As well as other methods which we shall see in a bit.

In [8]:
# While going forward - it is important to remember that the RegEx module works character by character from left to right 
# i.e. continues matching the pattern and keeps going on as long as the conditions for matching are continuing to be
# satisfied (or not satisfied depending on how the regex pattern is written). You shall see examples of this later in the
# class.

In [9]:
# List of special sequences. A special sequence is a \ followed by one of the characters from list below and each special
# sequence has a special meaning.

# Special Sequence             Description
# \A                           Matches if the string begins with the given pattern

# \b                           Matches if the word begins or ends with the given character.(\b before pattern to check if it
#                              begins with the pattern and \b after pattern to see if it ends with the specified pattern).
# \B                           It is the opposite of the \b i.e. the string should not start or end with the given regex.
# \d                           Matches any decimal digit, this is equivalent to the set class [0-9]
# \D                           Matches any non-digit character, this is equivalent to the set class [^0-9]
# \s                           Matches any whitespace character.
# \S                           Matches any non-whitespace character
# \w                           Matches any alphanumeric character, this is equivalent to the class [a-zA-Z0-9_].
# \W                           Matches any non-alphanumeric character.
# \Z                           Matches if the string ends with the given regex

In [10]:
input_str = 'B3t!y b0u6ht some butt3r but the butt3r w@s b!tt3r s0 Betty b0u6ht s0me b3tt3r butt3r to m@k3 the b!tt3r\
butt3r b3tt3r.'

In [11]:
sub_str = '[bB]'

result = re.findall(sub_str, input_str)
print(result)

# The findall function takes the two parameters, substring and the string to be searched. It returns the matches in a list 
# in the order they are found.

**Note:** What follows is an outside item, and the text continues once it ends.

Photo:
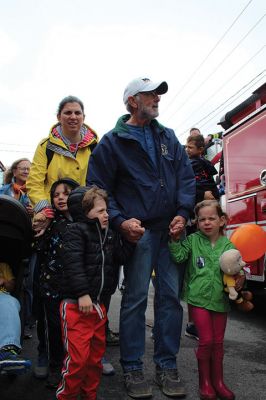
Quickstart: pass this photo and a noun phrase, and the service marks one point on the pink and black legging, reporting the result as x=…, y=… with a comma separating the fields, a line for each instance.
x=211, y=328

If no matches are found, it returns an empty list.

['B', 'b', 'b', 'b', 'b', 'b', 'B', 'b', 'b', 'b', 'b', 'b', 'b']


In [12]:
#\A Returns a match if the specified characters are at the beginning of the string(NOT words but the whole string)
sub_str = r'\w+'

print(re.findall(sub_str, input_str))

['B3t', 'y', 'b0u6ht', 'some', 'butt3r', 'but', 'the', 'butt3r', 'w', 's', 'b', 'tt3r', 's0', 'Betty', 'b0u6ht', 's0me', 'b3tt3r', 'butt3r', 'to', 'm', 'k3', 'the', 'b', 'tt3rbutt3r', 'b3tt3r']


In [13]:
result = re.search(sub_str, input_str)

print(result)

<re.Match object; span=(0, 3), match='B3t'>


In [14]:
# Note here how we started using r denoting (raw-string) before the regex? This is because in Regex \ is used in front of
# many shorthand notations while \ is also an escape character in Python. To avoid conflict, we always put regular
# expressions to be searched in r format. 

In [15]:
input_str = 'B3t!y b0u6ht some butt3r but the butt3r w@s b!tt3r s0 Betty b0u6ht s0me b3tt3r butt3r to m@k3 the b!tt3r\
butt3r b3tt3r.'

sub_str = '\bbu\w+'

result = re.search(sub_str, input_str)

print(result)
#print(result.group())

#Note the result when not putting the r rawstring

None


In [16]:
#Workaround

sub_str = '\\bbu\\w+'

result = re.search(sub_str, input_str)

print(result)
print(result.group())

<re.Match object; span=(18, 24), match='butt3r'>
butt3r


In [17]:
#Easiest way

sub_str = r'\bbu\w+'

result = re.search(sub_str, input_str)

print(result)
print(result.group())

<re.Match object; span=(18, 24), match='butt3r'>
butt3r


In [18]:
input_str = 'B3t!y b0u6ht some butt3r but the butt3r w@s b!tt3r s0 Betty b0u6ht s0me b3tt3r butt3r to m@k3 the b!tt3r\
butt3r b3tt3r.'
result = re.finditer(sub_str, input_str)

print(result)

for x in result:
    print(x.group(), x.span())

<callable_iterator object at 0x000001D647F7D940>
butt3r (18, 24)
but (25, 28)
butt3r (33, 39)
butt3r (79, 85)


In [19]:
for x in result:
    print(x.group(), x.span())

In [20]:
#\b Returns a match if the specificed characters are at the beginning or end of a word. 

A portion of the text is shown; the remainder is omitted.